Agbaji is in an interesting place with these Raptors. He is (almost) certainly going to the bench when the team is healthy. Gradey Dick played too well to start the year, and Immanuel Quickley is too important to the future, for either to be at risk of moving to the bench. Agbaji is the only option. Yet he has certainly been within Toronto’s collection of ‘best five players’ to start the year, and it’s arguable whether his value is maximized off the bench or with the starters.
He is averaging career high everythings this season, shooting the Christmas spirit into the ball, and basically never turning it over. And he does all that with an exceptionally low usage rate, more or less not inserting himself into the game, just waiting for his teammates to call upon him. Compared to other players in similar roles, he has been exceptional.
Agbaji is ranked ninth in win shares among players with usage rates below 15 percent, and most of the players above him are bigs. Third in total win shares when you add in turnover rates below 10 percent. This isn’t just best-small-role-player-on-the-Raptors territory, it’s best-small-role-player-in-the-league stuff. Now I have a machine gun ho ho ho. He is second in the entire league in made corner 3s and is shooting 50 percent on drives. And after almost exclusively shooting from the corner to start the year, he is drifting further and further up the break, but he’s not cooling off.
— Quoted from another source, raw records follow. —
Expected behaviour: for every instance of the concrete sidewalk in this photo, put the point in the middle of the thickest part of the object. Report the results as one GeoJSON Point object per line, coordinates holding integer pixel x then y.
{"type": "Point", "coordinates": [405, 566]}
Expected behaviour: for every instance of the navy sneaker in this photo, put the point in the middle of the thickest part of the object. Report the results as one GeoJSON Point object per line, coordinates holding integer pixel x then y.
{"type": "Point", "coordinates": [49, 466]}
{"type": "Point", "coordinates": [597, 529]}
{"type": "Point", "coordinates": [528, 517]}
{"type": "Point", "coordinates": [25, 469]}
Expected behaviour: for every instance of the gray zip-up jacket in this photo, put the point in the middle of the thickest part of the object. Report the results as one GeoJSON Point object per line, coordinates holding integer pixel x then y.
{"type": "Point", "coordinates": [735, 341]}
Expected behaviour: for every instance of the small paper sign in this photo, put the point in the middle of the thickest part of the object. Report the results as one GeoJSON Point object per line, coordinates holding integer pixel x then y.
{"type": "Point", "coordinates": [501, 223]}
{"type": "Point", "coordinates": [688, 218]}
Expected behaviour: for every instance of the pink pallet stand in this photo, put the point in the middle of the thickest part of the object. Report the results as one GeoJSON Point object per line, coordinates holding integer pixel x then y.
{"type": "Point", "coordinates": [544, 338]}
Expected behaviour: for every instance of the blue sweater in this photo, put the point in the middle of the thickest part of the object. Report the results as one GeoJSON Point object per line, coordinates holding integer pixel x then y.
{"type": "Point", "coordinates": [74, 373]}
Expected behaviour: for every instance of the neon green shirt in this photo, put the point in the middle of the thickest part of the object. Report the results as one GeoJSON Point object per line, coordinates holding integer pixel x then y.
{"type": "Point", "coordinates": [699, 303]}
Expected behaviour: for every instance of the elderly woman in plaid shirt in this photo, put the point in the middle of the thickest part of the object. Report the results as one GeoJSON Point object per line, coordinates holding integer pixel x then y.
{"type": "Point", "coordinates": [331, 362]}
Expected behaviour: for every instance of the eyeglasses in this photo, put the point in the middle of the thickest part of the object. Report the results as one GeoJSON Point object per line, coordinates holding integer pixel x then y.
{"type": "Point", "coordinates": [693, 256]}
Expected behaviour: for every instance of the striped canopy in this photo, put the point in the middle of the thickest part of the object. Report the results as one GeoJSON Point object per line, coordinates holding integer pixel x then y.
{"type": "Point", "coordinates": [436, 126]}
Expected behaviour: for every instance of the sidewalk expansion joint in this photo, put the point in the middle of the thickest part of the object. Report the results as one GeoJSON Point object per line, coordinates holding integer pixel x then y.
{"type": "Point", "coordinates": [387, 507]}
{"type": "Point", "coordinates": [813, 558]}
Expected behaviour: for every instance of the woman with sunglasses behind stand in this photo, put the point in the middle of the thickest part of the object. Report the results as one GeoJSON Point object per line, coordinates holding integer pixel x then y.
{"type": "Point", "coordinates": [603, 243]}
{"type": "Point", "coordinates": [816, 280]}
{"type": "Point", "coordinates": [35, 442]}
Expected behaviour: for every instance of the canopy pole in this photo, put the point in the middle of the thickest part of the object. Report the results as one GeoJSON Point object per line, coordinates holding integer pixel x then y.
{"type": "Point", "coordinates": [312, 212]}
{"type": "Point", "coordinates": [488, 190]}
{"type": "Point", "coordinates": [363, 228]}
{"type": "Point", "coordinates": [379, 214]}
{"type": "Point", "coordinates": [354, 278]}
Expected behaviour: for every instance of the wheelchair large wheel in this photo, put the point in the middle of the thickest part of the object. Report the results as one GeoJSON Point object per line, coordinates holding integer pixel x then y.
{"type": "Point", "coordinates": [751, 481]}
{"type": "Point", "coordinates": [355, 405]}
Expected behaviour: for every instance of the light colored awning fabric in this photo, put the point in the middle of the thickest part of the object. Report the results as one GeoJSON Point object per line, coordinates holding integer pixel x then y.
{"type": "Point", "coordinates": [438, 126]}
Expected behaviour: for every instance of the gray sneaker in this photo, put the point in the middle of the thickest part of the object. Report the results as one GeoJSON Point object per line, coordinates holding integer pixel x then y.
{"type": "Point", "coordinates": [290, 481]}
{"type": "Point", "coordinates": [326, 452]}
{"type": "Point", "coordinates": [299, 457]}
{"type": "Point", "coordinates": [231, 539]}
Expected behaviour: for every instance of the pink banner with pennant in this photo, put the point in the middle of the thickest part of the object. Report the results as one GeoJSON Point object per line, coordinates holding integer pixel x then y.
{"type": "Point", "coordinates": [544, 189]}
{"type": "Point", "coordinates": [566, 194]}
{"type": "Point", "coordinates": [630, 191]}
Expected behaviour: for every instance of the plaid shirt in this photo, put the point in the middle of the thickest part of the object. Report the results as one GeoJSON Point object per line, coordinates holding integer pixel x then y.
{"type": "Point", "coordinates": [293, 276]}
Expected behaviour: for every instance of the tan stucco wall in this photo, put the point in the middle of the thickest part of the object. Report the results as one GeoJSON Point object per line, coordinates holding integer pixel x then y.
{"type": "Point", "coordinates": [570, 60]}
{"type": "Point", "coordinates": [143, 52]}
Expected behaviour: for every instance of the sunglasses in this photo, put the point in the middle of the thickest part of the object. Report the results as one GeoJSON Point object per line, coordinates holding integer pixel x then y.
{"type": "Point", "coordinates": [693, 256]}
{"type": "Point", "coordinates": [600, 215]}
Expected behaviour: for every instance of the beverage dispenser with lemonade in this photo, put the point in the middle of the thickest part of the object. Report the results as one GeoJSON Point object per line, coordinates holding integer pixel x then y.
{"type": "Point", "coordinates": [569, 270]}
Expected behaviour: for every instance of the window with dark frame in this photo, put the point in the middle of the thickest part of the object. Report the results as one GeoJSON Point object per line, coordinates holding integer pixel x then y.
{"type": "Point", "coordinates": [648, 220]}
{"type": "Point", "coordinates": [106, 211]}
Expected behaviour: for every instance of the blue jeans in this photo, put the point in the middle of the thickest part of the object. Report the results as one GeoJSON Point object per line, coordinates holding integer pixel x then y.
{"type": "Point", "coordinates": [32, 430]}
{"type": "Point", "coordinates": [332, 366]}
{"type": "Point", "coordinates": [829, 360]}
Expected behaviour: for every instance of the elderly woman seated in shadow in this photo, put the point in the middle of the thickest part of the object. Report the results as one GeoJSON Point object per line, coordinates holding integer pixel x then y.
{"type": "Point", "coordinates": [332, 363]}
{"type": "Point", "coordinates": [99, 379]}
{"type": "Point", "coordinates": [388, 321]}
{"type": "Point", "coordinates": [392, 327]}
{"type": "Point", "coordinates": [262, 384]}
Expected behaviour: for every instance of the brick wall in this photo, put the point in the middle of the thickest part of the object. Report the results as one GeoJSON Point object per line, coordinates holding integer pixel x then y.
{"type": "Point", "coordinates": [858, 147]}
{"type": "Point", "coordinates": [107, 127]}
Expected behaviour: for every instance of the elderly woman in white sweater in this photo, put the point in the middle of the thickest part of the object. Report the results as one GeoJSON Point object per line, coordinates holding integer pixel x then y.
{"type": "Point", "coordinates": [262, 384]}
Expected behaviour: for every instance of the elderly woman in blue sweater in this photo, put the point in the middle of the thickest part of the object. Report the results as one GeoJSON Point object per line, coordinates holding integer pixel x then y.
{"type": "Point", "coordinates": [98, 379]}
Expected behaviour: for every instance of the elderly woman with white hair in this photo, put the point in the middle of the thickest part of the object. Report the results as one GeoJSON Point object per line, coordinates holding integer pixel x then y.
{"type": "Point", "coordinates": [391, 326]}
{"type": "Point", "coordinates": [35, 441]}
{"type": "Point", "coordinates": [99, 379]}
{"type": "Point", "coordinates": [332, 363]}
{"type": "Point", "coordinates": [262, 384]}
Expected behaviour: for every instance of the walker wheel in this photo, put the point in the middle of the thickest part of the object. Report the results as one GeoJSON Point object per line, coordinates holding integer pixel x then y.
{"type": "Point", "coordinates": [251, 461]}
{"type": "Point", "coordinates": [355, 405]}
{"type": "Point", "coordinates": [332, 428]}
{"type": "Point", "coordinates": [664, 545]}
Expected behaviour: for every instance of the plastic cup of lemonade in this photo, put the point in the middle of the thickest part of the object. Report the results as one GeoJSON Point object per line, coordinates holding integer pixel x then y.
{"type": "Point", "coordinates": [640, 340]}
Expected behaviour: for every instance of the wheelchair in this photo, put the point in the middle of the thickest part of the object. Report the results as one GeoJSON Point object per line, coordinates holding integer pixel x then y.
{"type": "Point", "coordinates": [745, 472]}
He’s up to 38.7 percent from above the break on the year, far from the profile of a corner merchant.
“A lot of the work that he’s putting in, there’s no magic to it,” said Darko Rajakovic of Agbaji’s start to the year to our own Samson Folk. “When you put the work in, when you believe in what you’re doing and your teammates believe in you, it’s amazing.”
He turned back as he walked out of the room, saying to Samson and laughing: “there is some magic.”
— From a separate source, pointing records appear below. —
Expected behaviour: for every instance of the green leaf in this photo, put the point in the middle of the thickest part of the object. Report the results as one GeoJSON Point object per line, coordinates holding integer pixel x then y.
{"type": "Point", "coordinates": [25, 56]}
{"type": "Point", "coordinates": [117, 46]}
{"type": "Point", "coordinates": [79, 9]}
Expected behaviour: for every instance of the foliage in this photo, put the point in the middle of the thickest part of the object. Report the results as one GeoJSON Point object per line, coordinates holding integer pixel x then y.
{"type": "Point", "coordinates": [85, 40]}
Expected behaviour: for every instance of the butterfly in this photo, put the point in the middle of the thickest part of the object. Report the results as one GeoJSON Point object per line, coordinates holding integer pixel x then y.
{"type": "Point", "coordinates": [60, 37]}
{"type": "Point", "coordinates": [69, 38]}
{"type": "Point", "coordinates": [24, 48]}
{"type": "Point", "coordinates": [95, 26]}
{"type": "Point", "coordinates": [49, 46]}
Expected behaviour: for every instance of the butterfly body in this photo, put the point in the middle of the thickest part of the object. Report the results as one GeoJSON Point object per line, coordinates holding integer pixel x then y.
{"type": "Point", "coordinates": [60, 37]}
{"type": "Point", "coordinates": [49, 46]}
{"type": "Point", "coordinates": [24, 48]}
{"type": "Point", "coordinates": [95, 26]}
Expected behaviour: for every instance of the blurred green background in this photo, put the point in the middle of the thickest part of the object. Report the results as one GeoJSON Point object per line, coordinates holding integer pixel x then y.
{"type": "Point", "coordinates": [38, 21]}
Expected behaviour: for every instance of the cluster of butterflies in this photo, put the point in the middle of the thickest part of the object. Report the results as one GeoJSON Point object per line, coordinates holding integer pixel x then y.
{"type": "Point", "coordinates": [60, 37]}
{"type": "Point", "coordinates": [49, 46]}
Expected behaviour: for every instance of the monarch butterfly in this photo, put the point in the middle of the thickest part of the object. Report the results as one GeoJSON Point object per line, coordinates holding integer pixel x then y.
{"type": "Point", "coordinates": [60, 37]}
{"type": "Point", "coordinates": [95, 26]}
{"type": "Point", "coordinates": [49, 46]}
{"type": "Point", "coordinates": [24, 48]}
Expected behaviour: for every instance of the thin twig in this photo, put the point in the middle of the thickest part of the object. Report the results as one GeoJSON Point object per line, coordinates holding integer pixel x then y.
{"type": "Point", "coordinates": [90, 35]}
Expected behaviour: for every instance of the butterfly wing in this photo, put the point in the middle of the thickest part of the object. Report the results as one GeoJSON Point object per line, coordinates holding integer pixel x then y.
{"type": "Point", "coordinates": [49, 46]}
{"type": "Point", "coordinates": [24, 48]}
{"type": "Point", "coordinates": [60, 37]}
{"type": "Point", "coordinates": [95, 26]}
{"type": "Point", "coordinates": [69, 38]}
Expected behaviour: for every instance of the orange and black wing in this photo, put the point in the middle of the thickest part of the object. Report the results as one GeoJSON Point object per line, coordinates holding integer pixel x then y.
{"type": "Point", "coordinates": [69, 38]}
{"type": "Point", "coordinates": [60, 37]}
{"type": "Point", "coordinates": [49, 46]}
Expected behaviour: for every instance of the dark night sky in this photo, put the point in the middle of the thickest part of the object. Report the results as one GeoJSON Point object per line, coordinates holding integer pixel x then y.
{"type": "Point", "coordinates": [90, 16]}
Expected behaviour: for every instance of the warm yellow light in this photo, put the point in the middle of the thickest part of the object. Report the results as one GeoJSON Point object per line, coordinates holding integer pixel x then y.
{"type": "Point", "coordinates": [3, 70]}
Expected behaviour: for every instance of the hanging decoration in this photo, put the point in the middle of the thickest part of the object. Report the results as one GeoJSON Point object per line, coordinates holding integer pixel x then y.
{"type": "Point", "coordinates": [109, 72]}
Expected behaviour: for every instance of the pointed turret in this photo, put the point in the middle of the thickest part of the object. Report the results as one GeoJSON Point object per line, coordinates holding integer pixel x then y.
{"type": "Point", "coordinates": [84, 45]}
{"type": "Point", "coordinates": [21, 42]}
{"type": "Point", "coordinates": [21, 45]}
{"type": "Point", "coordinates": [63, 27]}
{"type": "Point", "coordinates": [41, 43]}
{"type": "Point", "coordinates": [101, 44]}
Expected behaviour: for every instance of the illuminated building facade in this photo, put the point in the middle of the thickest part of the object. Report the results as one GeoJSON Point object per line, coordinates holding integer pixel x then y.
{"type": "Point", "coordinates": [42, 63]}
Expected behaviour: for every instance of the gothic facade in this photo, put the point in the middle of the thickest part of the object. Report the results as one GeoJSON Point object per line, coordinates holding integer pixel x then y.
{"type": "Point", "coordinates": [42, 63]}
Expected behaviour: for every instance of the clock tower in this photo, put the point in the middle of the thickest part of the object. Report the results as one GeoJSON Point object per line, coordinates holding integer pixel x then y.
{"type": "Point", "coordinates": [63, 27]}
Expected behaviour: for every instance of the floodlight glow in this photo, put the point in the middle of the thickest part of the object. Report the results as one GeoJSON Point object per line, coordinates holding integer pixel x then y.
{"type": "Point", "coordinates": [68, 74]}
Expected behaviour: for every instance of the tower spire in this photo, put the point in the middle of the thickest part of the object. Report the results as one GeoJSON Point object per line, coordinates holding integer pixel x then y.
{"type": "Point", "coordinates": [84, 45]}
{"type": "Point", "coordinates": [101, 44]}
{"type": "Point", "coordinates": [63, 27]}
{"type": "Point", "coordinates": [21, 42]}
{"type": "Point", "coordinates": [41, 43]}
Will Agbaji’s magical-fueled, heavy-metal weaponry scale to a bench role? It’s hard to say. Bench players often need to fill bigger roles than fifth-option starters because they’re generally not alongside the stars — they’re replacing them. Will Agbaji remain practically perfect when his usage rate creeps up?
There are ways Darko Rajakovic and the Raptors can scheme to keep Agbaji in his ideal role, or close to it. He will likely be the first player off the bench, which means he’ll play his first shift alongside at least two of Barnes, RJ Barrett, and Immanuel Quickley. Even two of those three together will shoulder enough responsibility that Agbaji can hang out in the corner and only pop in when opportunity arises. Dick’s usage has skyrocketed this season. Toronto has players who want the ball, and as long as Agbaji is alongside enough of them, it will benefit both him and the team.
He won’t stay this hot, surely. He can’t continue hitting half of his triples. But every time he has a down game, has a quiet shift, misses a single shot — every time you think he’s cooling off — he just bounces right back to the standard of excellence he’s set so far this season. He’s always churning forward, doing something, finding ways to contribute. Running. No matter how quiet he may look on the court.